No dia 1 de Abril, completamos 60 anos do golpe militar que mergulhou o Brasil em 21 anos de ditadura civil-militar. Entidades da sociedade civil, movimentos sociais, partidos e lideranças políticas rememoraram a data, reforçando a importância da democracia e condenando os inúmeros abusos e violações perpetrados pelo Estado durante o período. Nesse cenário, é vergonhosa a postura do governo federal de se omitir diante da data e, mais do que isso, impedir cerimônias que seriam realizadas com pessoas e familiares que foram vítimas de perseguição durante o período, bem como a demora em recriar a Comissão de Mortos e Desaparecidos, essencial para investigar a fundo os crimes cometidos pela ditadura e proporcionar reparação aos atingidos.
Não se pode negar que Lula é um democrata e que sua vitória nas eleições de 2022 salvou o Brasil de aprofundar um período de autoritarismo e de uma tentativa de golpe planejada por Bolsonaro e seus asseclas, fartamente documentada pelas investigações em curso pela Polícia Federal. No entanto, é lamentável que esse compromisso democrático do presidente não se traduza em ações mais enérgicas para aprofundar a vitalidade democrática e combater estruturas autoritárias que ainda hoje oferecem sobrevida àqueles que, se pudessem, continuariam perseguir, censurar e violar direitos a toda sorte, impunemente. Em um texto escrito em 2020, afirmei que "a impressão que fica é que, mesmo nos momentos em que esteve mais sólida, a democracia brasileira sempre esteve por um fio, pois, pelo bem de todos e felicidade geral da nação, não enfrentamos os perigos que ameaçavam e ameaçam atentá-la." Agora, em 2024, a aposta do governo permanece a mesma: não falar sobre a ditadura, não combater privilégios de militares e seus parentes, não responsabilizá-los ou cobrá-los por seus crimes e tampouco mexer nas estruturas das polícias, que permanecem com as mesmas práticas do período ditatorial. Tudo isso em nome de uma paz que é imposta pela inércia e pelo silêncio, onde as vítimas continuam a sofrer e os algozes continuam a vencer, numa paráfrase muito bem utilizada pelo professor Conrado Hubner Mendes em sua coluna na Folha, "milico takes it all".

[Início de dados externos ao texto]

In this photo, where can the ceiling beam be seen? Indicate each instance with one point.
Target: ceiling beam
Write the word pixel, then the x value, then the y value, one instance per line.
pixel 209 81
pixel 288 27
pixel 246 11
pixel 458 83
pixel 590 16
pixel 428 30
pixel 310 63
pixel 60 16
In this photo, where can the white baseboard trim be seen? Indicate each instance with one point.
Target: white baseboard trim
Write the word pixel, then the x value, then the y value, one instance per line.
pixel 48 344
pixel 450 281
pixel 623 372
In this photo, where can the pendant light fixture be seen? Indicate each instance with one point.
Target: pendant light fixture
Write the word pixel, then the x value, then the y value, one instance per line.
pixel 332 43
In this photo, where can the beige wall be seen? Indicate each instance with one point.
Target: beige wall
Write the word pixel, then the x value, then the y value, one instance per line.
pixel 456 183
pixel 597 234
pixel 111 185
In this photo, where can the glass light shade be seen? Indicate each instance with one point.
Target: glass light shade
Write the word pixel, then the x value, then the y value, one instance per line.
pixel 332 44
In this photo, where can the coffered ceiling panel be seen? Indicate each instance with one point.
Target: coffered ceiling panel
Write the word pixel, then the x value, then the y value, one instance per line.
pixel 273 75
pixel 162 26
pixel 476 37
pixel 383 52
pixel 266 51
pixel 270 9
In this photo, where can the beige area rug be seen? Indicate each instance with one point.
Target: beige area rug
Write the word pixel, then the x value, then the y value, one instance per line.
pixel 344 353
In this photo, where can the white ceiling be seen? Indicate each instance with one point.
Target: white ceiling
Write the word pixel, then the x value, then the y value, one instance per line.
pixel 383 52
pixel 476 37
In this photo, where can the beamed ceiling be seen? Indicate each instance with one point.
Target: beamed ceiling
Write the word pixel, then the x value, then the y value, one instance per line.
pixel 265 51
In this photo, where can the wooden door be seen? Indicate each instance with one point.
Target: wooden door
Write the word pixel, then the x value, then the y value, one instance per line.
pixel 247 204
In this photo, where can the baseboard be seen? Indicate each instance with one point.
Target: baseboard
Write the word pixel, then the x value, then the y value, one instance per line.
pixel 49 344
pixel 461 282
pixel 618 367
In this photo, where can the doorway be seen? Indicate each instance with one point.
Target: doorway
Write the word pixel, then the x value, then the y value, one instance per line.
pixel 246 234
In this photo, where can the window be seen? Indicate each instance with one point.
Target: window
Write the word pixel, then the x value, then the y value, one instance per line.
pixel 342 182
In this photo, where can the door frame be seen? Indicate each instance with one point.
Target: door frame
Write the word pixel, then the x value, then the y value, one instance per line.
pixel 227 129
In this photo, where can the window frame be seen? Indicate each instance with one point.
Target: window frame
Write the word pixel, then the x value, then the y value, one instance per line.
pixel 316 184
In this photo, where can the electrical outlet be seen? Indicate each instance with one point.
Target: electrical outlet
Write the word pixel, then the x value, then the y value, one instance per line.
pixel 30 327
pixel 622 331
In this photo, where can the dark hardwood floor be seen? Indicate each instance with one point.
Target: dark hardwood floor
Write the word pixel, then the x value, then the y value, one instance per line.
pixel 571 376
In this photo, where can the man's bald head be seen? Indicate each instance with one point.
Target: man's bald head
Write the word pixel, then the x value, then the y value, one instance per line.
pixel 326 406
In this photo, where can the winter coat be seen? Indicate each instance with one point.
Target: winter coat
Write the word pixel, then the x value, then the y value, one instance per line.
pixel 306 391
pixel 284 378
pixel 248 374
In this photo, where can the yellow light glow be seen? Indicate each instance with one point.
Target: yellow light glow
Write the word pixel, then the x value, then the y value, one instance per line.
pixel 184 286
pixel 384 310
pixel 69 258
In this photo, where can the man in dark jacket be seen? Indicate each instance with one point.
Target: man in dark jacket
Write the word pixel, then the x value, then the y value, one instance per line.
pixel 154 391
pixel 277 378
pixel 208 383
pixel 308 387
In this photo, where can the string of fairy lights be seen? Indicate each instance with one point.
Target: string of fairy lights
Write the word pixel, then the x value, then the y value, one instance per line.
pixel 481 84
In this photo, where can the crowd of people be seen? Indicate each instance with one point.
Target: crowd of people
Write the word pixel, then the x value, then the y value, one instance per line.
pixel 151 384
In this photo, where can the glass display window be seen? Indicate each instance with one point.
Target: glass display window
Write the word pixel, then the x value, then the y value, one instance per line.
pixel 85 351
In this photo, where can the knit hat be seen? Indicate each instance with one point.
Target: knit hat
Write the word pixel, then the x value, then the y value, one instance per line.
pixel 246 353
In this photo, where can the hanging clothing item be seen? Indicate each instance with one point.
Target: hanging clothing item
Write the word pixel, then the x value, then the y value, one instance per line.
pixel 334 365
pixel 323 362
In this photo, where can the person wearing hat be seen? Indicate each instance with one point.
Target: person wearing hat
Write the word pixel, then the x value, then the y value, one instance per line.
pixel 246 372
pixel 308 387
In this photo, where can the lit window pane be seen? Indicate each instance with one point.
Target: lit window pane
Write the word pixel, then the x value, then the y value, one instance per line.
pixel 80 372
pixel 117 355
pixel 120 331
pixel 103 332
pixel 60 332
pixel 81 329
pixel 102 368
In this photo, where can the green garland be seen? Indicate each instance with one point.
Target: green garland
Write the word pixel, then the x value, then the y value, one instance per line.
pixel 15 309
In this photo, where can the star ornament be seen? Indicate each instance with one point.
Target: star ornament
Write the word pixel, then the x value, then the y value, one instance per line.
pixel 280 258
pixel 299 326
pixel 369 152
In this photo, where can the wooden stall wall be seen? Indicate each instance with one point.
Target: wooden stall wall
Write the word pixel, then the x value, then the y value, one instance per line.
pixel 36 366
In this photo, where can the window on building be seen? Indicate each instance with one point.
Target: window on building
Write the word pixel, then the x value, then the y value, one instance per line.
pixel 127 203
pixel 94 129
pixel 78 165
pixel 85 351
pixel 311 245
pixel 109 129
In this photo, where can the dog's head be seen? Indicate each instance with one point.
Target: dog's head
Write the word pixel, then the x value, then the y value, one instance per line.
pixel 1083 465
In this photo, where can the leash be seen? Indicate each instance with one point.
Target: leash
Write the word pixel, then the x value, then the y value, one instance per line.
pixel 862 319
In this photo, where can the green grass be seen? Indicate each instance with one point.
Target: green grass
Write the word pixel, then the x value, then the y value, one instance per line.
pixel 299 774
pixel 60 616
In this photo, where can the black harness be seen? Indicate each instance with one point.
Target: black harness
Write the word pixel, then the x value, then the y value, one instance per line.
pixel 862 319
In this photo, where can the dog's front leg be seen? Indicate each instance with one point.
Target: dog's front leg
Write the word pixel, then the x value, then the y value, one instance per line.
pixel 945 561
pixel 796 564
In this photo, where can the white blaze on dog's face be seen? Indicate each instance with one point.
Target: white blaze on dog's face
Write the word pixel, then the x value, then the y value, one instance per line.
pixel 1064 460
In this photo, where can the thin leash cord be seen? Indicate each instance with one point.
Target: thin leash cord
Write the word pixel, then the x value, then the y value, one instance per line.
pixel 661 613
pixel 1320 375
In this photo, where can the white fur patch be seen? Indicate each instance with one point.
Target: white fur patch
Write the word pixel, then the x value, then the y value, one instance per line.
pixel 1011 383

Não fosse suficiente, quando se trata da política externa, a postura do governo é igualmente vacilante e se tornou particularmente vexaminosa nos últimos dias, após o governo venezuelano impedir mais uma candidata de oposição de concorrer às eleições presidenciais próximas. Após Lula tergiversar quando a opositora Corina foi impedida de concorrer e sugerir que bastava à oposição indicar uma substituta, o governo, através do Itamaraty, finalmente decidiu condenar a ditadura venezuelana quando a candidata substituta também foi impedida de concorrer. Em resposta, o governo venezuelano afirmou que a nota do Itamaraty era "nebulosa e parecia ser ditada pelo Departamento de Estado dos Estados Unidos". Esse é o fruto colhido depois de inúmeros afagos destinados ao ditador Nicolás Maduro e à ditadura venezuelana. Com isso, o Brasil perde a oportunidade de se posicionar como um ator moderado e respeitado nas negociações por eleições livres e independentes na Venezuela.
Se, por um lado, a vitória de Lula e o seu governo proporcionaram ao nosso país um respiro de democracia e estabilidade, a falta de compromisso em aprofundá-la continua a reforçar a sua fragilidade. 60 anos depois de um golpe, não é mais tempo de arriscar as nossas liberdades em nome de conciliações.